To evaluate and compare the diagnostic performance of percentage changes in apparent diffusion coefficient (∆ADC%) and slow diffusion coefficient (∆D%) for assessing pathological complete response (pCR) to neoadjuvant therapy in patients with locally advanced rectal cancer (LARC). A systematic search in PubMed, EMBASE, the Web of Science, and the Cochrane Library was performed to retrieve related original studies. For each parameter (∆ADC% and ∆D%), we pooled the sensitivity, specificity and calculated the area under summary receiver operating characteristic curve (AUROC) values.
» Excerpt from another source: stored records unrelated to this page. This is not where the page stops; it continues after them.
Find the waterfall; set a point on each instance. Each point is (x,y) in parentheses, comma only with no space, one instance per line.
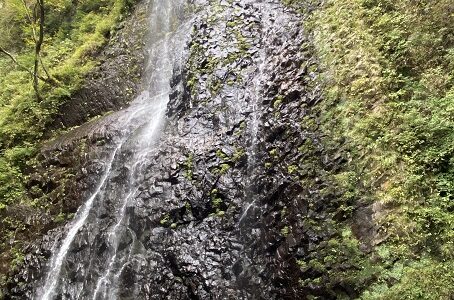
(139,128)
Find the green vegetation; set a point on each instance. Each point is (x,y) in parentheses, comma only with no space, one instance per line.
(33,85)
(388,70)
(74,32)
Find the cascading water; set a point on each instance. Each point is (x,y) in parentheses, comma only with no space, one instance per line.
(138,129)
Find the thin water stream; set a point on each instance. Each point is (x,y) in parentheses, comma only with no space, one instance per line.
(139,128)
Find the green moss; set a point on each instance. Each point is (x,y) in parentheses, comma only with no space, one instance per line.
(292,169)
(165,220)
(285,231)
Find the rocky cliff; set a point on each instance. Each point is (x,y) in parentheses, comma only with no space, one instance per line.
(234,202)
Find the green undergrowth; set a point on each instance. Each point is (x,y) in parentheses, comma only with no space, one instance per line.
(387,69)
(75,32)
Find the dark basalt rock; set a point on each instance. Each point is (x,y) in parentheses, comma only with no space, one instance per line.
(223,211)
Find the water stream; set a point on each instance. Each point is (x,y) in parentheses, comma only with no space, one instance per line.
(139,128)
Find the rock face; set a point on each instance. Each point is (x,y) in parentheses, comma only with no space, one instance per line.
(224,206)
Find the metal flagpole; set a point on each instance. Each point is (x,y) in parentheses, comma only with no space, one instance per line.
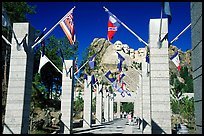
(159,41)
(52,64)
(81,67)
(176,38)
(6,40)
(78,80)
(127,27)
(53,27)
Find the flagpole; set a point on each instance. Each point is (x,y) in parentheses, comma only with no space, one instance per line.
(6,40)
(53,27)
(78,80)
(53,64)
(128,28)
(176,38)
(81,67)
(159,41)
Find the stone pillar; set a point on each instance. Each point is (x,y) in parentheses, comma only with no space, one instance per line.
(87,104)
(196,36)
(159,78)
(99,105)
(118,109)
(20,82)
(106,106)
(146,109)
(67,99)
(111,107)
Meta-regression and subgroup analyses were performed to explore heterogeneity among the studies on ∆ADC%. 15 original studies (804 patients with 805 lesions, 15 studies on ∆ADC%, 4 of the studies both on ∆ADC% and ∆D%) were included. pCR was observed in 213 lesions (26.46%). For the assessment of pCR, the pooled sensitivity, specificity and AUROC of ∆ADC% were 0.83 (95% confidence intervals [CI] 0.76, 0.89), 0.74 (95% CI 0.66, 0.81), 0.87 (95% CI 0.83, 0.89), and ∆D% were 0.70 (95% CI 0.52, 0.84), 0.81 (95% CI 0.65, 0.90), 0.81 (95% CI 0.77, 0.84), respectively. In the four studies on the both metrics, ∆ADC% yielded an equivalent diagnostic performance (AUROC 0.80 [95% CI 0.76, 0.83]) to ∆D%, but lower than in the studies (n = 11) only on ∆ADC% (AUROC 0.88 [95% CI 0.85, 0.91]). Meta-regression and subgroup analyses showed no significant factors affecting heterogeneity. Our meta-analysis confirms that ∆ADC% could reliably evaluate pCR in patients with LARC after neoadjuvant therapy. ∆D% may not be superior to ∆ADC%, which deserves further investigation.